Hisao E. Kimura To Roof Garden, c 1930 Vintage bromide print

Hisao E. Kimura
To Roof Garden, c 1930
Vintage bromide print
13 3/4” x 10 3/4”
Museum of Science and Industry label affixed to verso 


August 23, 2021

PHOTOGRAPH OF THE WEEK is currently celebrating Japanese Americans who pioneered the photographic art form in the early 20th century—this week we feature Hisao E. Kimura (1902–1975). 

Reviewing the 1989 exhibition "Japanese Photography in America 1920-1930" at the Corcoran Gallery of Art, Jo Ann Lewis singled out Hisao E. Kimura's work in her piece for the Washington Post. Lewis observed in Kimura’s work “a startling kinship to the art and photography of New York in the '30s”. Indeed this image shares an affinity with the oblique angles and urban humanism seen in the work of Photo League members such as Arnold Eagle and Berenice Abbott.

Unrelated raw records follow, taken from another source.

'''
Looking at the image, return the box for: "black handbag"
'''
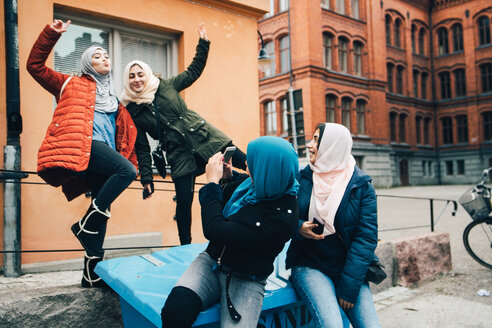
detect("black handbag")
[152,100,168,179]
[364,259,387,285]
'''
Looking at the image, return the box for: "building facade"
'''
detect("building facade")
[258,0,492,187]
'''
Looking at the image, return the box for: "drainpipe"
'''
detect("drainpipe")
[287,2,298,154]
[3,0,23,277]
[428,1,442,184]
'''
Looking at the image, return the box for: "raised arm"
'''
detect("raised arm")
[26,20,71,98]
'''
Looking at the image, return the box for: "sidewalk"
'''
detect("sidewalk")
[1,185,492,327]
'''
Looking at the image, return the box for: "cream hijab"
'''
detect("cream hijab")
[120,60,160,106]
[308,123,356,236]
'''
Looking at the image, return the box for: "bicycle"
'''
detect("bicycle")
[458,168,492,269]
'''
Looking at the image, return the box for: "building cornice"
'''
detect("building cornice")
[191,0,268,19]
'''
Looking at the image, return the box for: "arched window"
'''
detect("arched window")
[452,23,463,52]
[385,15,392,45]
[439,71,451,99]
[413,69,419,98]
[478,16,491,46]
[421,72,428,99]
[325,94,337,123]
[483,112,492,141]
[279,35,290,73]
[264,100,277,135]
[338,37,348,73]
[323,33,333,69]
[399,114,407,142]
[454,68,466,97]
[390,112,397,142]
[351,0,359,19]
[394,19,402,48]
[387,63,394,93]
[280,98,289,134]
[264,41,275,77]
[411,25,417,53]
[337,0,345,15]
[396,66,404,95]
[415,116,422,144]
[438,27,449,55]
[353,41,363,76]
[341,97,351,130]
[441,117,453,144]
[480,63,492,93]
[356,100,366,135]
[419,28,426,55]
[456,115,468,143]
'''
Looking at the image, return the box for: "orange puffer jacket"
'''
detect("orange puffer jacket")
[27,25,138,201]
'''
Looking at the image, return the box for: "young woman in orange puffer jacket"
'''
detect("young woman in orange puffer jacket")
[27,19,138,288]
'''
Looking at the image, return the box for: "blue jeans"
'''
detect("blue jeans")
[176,251,267,327]
[291,266,380,328]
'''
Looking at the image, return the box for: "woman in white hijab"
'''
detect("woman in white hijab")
[27,19,138,288]
[286,123,381,328]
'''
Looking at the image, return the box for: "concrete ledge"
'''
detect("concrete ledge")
[371,241,394,294]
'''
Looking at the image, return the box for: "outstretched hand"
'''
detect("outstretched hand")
[50,19,71,33]
[198,23,208,41]
[298,221,325,240]
[205,152,224,184]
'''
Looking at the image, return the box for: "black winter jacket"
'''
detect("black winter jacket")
[198,174,298,279]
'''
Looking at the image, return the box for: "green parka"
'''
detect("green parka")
[127,38,231,184]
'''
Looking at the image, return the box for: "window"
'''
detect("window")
[438,27,449,55]
[386,15,392,45]
[390,112,397,142]
[452,23,463,52]
[454,69,466,97]
[428,161,433,176]
[421,72,428,99]
[354,156,363,169]
[279,0,289,12]
[416,116,422,144]
[441,117,453,144]
[422,161,427,176]
[264,41,275,77]
[396,66,404,95]
[446,161,454,175]
[399,114,407,142]
[321,0,330,9]
[439,72,451,99]
[456,115,468,143]
[338,37,348,73]
[326,95,337,123]
[394,19,402,48]
[457,160,465,175]
[356,100,366,135]
[279,35,290,73]
[337,0,345,15]
[264,0,274,18]
[411,25,417,53]
[280,98,289,134]
[351,0,359,19]
[483,112,492,141]
[480,63,492,93]
[478,16,491,46]
[341,98,351,130]
[413,70,419,98]
[353,42,363,76]
[419,28,426,55]
[424,118,431,144]
[264,100,277,135]
[323,33,333,69]
[53,18,174,92]
[387,63,394,93]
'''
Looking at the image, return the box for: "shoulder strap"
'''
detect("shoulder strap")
[59,76,73,99]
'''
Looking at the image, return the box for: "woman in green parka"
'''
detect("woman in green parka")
[120,23,247,245]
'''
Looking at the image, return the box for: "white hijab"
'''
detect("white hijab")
[308,123,356,236]
[119,60,160,106]
[80,45,118,113]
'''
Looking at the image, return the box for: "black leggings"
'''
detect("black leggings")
[173,144,246,245]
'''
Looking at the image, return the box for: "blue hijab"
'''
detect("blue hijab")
[222,136,299,217]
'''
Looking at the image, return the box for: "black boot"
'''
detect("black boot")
[71,199,110,257]
[81,254,108,288]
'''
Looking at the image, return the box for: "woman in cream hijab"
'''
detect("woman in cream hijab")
[286,123,381,327]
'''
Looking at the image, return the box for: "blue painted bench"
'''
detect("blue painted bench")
[95,242,349,327]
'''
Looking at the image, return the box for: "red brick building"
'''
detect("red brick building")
[258,0,492,187]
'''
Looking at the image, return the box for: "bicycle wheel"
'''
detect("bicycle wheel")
[463,217,492,270]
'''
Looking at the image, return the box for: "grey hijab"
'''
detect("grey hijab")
[80,45,118,113]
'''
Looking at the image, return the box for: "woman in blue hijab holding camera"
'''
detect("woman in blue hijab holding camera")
[161,136,299,327]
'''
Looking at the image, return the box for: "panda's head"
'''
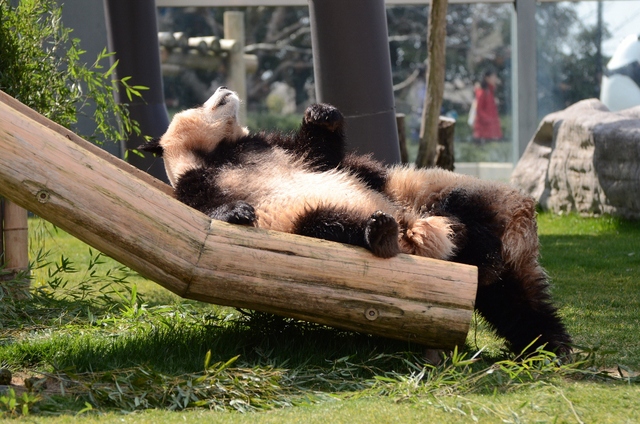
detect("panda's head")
[140,86,249,186]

Hisao E. Kimura was a charter member of the Japanese Camera Pictorialists of California, a group formed by photographers in 1926 in Los Angeles’s Little Tokyo neighborhood. Kimura exhibited prolifically in the prewar era and became a member of the Royal Photographic Society in 1936.

The Little Tokyo section of downtown Los Angeles had seen a rapidly growing population of Japanese immigrants, but the increase in Japanese immigration also fueled a rise in anti-Japanese sentiment. The Asian Exclusion Act of 1924 halted migration—the legislation was deeply unpopular in Japan where it was referred to as the "Japanese Exclusion" act. The tension between the two countries would eventually culminate in the Japanese attack on Pearl Harbor in 1941.

In 1942 the Japanese American businesses in Little Tokyo were closed under force. During WWII Kimura was incarcerated at an internment camp where he worked with a fellow Japanese American photographer Toyo Miyatake. Miyatake had smuggled in a camera lens and, with Edward Weston’s encouragement, the camp director eventually allowed Miyatake to photograph inside the camp. When Kimura and Miyatake were released, Kimura went on to work in the photo studio that Miyatake opened in Little Tokyo.
Kimura became a naturalized U.S. citizen in 1954 and, a year later, opened his own camera store: the Kimura Photomart.